Challenger (CGF) – Equity market blowback… Pinnacle Investment Management (PNI) – Distribution continues… Sims Metal (SGM) – Margin compression and Turkey

Challenger (CGF) – Equity market blowback

Challenger has reported investment losses during the H1 of $153m, mainly due to lower equity markets (-$117m) and wider fixed income credit spreads (-$34m), which is expected to wipe out the bulk of the company’s H1 net profit. Whilst the structural story remains intact, these hits to the investment portfolio are a timely reminder of just how exposed this company is to the performance of its investment portfolio and financial markets in general.

The stock has been in a well defined down trend since the share price peaked in December 2017 and is now down nearly 50% from its high.

Pinnacle Investment Management (PNI) – Distribution continues

It’s always interesting when a company gives an update on their financial performance that on the surface looks positive enough, however the stock gets heavily sold down. In this case Pinnacle reported NPAT of $10.1m, up 25% on the pcp and FUM of $46.7b, up $8.7 billion or 22.9% over the half.

It’s clear that the stock has been under heavy distribution since peaking in early October and is now down nearly 50% from its high. Diluted EPS was expected to grow by 14%, as opposed to the 25% headline number – this due largely to the increased shares on issue resulting from the capital raising completed last year.  

The slowdown in the growth of retail FUM ($1.4b during H1 compared to $1.35b in the pcp) coupled with the not to be repeated Firetrail institutional raising accounting for the bulk of inflows ($3.6b of the $bn) probably has the market wondering whether growth in inflows can continue at the same rate as it has over the last 5 years, and if not, whether the stock is worth such a high multiple of earnings.

Sims Metal (SGM) – Margin compression and Turkey

This latest update issued by Sims highlights what a tough business this is. High capital expenditure requirement, low gross margin and heavily dependent on an operating environment wholly outside of your control, such as for instance, the political situation in Turkey (!).

H1 EBIT is expected to come in at $109.8m compared to $125m during the previous corresponding period, representing a fall of 12%. This despite reporting sales volumes 3% higher than the pcp. Volatility in the market has steadily increased over 1H due to the uncertainty surrounding tariffs, trade wars and Turkey’s position in the market and this has had an effect on pricing and margins. There is also the issues surrounding China’s prohibition of certain scrap materials and newly imposed strict standards on contaminant thresholds on all scrap, including metal.

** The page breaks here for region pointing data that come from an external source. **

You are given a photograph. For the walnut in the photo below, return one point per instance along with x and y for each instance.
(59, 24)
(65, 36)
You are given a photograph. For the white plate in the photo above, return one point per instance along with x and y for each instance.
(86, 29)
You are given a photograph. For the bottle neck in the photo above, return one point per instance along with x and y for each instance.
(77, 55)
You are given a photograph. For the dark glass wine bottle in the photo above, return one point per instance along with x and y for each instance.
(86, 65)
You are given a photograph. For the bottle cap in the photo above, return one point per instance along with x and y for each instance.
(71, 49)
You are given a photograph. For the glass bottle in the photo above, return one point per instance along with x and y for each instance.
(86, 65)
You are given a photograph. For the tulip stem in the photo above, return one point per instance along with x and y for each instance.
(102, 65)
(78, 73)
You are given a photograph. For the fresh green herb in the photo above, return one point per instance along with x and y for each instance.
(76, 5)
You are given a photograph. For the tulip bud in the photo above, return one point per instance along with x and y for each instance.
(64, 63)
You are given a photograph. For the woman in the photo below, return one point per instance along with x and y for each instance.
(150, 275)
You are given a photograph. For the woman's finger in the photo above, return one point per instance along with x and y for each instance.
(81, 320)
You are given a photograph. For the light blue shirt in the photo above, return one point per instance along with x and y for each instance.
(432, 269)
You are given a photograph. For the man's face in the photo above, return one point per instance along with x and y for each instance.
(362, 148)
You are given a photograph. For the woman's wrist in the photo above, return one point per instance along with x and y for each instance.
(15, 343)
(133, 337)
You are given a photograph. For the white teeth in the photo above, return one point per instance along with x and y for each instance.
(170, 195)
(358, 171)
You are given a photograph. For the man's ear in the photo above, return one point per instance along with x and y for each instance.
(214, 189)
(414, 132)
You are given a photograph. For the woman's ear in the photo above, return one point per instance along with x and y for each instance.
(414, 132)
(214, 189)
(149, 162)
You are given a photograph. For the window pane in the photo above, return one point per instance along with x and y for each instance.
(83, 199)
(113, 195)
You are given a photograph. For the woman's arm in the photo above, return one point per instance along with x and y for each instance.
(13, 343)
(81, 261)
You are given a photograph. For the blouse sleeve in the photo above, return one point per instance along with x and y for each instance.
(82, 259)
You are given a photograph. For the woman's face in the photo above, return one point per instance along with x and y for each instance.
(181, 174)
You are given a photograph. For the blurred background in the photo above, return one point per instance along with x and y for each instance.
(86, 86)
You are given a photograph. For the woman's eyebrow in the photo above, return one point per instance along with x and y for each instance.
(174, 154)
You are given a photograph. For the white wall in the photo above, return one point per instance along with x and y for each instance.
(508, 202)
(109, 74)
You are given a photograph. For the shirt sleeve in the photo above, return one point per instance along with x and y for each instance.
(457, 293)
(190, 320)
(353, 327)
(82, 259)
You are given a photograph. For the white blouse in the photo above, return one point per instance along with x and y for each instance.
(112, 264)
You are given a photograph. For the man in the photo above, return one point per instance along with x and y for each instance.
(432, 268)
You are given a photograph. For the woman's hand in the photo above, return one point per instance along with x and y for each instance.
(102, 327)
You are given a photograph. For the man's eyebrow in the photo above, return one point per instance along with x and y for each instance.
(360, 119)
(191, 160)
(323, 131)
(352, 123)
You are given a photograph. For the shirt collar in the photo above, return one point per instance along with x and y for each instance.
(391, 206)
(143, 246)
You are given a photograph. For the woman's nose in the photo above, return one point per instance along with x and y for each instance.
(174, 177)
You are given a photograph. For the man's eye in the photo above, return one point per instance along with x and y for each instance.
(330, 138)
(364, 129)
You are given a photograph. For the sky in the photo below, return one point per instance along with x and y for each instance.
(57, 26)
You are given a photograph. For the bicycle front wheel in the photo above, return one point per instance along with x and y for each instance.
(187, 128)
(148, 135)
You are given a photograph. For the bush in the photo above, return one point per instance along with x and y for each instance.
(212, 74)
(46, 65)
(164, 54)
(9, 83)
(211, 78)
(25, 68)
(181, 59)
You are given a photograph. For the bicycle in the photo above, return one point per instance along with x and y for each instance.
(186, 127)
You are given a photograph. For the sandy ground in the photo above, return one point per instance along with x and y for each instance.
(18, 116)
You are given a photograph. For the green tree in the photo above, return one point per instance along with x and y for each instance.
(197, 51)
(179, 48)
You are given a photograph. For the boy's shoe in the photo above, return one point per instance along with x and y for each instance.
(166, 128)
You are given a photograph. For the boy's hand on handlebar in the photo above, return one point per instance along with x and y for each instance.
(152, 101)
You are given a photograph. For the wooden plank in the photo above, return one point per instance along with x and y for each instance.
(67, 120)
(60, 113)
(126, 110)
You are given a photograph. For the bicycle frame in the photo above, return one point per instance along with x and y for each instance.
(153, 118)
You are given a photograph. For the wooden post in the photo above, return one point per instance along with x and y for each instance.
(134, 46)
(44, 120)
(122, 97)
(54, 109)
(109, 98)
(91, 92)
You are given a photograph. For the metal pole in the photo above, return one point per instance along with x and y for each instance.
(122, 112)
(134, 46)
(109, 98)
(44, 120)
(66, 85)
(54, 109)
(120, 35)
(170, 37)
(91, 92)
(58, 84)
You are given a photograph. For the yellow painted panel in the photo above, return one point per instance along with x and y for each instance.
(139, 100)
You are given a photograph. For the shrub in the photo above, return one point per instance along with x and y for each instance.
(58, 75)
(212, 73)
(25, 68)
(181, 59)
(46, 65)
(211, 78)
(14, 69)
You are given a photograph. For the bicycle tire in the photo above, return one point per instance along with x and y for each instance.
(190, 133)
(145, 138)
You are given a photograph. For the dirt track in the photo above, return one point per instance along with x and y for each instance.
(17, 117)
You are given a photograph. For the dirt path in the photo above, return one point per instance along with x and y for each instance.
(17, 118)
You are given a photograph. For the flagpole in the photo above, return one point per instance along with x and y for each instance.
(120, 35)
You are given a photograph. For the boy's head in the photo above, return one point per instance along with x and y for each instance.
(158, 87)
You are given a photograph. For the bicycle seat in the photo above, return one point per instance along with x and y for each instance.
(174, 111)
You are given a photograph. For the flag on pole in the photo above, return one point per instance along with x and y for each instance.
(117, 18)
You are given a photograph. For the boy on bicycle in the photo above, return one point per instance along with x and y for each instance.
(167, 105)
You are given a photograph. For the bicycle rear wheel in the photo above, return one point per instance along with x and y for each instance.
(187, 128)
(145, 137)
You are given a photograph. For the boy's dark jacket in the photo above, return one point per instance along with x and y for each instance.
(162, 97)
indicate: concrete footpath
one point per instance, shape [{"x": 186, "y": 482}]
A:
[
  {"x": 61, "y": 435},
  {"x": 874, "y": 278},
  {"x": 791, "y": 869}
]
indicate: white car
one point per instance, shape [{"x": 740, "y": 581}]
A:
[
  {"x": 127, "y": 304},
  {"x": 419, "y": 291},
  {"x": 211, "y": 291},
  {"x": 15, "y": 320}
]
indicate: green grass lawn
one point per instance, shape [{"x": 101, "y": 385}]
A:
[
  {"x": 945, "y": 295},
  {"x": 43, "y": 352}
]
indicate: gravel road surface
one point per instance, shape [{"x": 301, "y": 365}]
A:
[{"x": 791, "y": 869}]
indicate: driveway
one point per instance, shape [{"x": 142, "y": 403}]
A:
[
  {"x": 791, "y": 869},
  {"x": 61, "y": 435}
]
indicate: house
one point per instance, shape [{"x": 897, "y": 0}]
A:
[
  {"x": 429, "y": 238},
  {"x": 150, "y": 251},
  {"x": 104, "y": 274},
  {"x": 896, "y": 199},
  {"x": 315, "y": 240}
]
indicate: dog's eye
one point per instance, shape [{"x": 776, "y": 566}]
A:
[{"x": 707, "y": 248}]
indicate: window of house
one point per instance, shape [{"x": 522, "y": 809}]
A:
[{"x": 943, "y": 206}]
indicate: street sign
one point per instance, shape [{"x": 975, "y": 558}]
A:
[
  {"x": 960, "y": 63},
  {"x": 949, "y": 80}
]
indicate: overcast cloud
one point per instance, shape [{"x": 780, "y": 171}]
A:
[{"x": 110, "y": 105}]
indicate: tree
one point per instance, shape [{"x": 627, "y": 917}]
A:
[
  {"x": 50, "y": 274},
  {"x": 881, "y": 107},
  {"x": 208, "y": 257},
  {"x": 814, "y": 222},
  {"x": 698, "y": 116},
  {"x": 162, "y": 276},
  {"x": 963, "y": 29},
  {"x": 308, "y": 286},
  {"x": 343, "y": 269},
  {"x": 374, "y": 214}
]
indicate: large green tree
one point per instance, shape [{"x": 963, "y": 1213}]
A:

It’s unclear how this will affect the Sims narrative. What is clear, is that there is a lot of uncertainty surrounding the external operating environment of this company. And markets have difficulty pricing uncertainty, which usually leads to trends developing as news is digested and assimilated, under-reacted to and then over-reacted to. Sims is clearly in a downtrend, having now fallen nearly 50% from its high reached in June 2018. It’s hard to be upbeat about the company’s prospects at this point however this can change quickly if a few of these external issues begin to resolve themselves.